Bankrupting DoS Attackers Despite Uncertainty

On-demand provisioning in the cloud allows for services to remain available despite massive denial-of-service (DoS) attacks. Unfortunately, on-demand provisioning is expensive and must be weighed against the costs incurred by an adversary. This leads to a recent threat known as {\it economic denial-of-sustainability (EDoS)}, where the cost for defending a service is higher than that of attacking. A natural tool for combating EDoS is to impose costs via resource burning (RB).
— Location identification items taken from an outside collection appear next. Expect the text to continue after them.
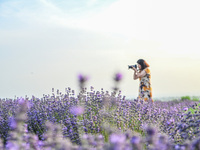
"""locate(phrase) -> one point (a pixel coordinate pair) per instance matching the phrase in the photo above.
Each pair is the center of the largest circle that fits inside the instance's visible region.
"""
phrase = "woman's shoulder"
(147, 70)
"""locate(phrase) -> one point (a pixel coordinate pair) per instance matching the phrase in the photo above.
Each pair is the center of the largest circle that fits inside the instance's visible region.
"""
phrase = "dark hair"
(143, 64)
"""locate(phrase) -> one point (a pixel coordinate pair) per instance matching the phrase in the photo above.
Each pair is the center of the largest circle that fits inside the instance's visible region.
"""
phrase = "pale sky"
(45, 44)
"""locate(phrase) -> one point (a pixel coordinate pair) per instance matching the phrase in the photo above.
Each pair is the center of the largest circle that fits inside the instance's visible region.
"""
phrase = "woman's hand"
(134, 69)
Here, a client must verifiably consume resources -- for example, by solving a computational challenge -- before service is rendered. However, prior RB-based defenses with security guarantees do not account for the cost of on-demand provisioning. Another common approach is the use of heuristics -- such as a client's reputation score or the geographical location -- to identify and discard spurious job requests. However, these heuristics may err and existing approaches do not provide security guarantees when this occurs. Here, we propose an EDoS defense, LCharge, that uses resource burning while accounting for on-demand provisioning. LCharge leverages an estimate of the number of job requests from honest clients (i.e., good jobs) in any set $S$ of requests to within an $O(\alpha)$-factor, for any unknown $\alpha>0$, but retains a strong security guarantee despite the uncertainty of this estimate. Specifically, against an adversary that expends $B$ resources to attack, the total cost for defending is $O( \alpha^{5/2}\sqrt{B\,(g+1)} + \alpha^3(g+\alpha))$ where $g$ is the number of good jobs. Notably, for large $B$ relative to $g$ and $\alpha$, the adversary has higher cost, implying that the algorithm has an economic advantage. Finally, we prove a lower bound for our problem of $\Omega(\sqrt{\alpha B g})$, showing that the cost of LCharge is asymptotically tight for $\alpha=\Theta(1)$.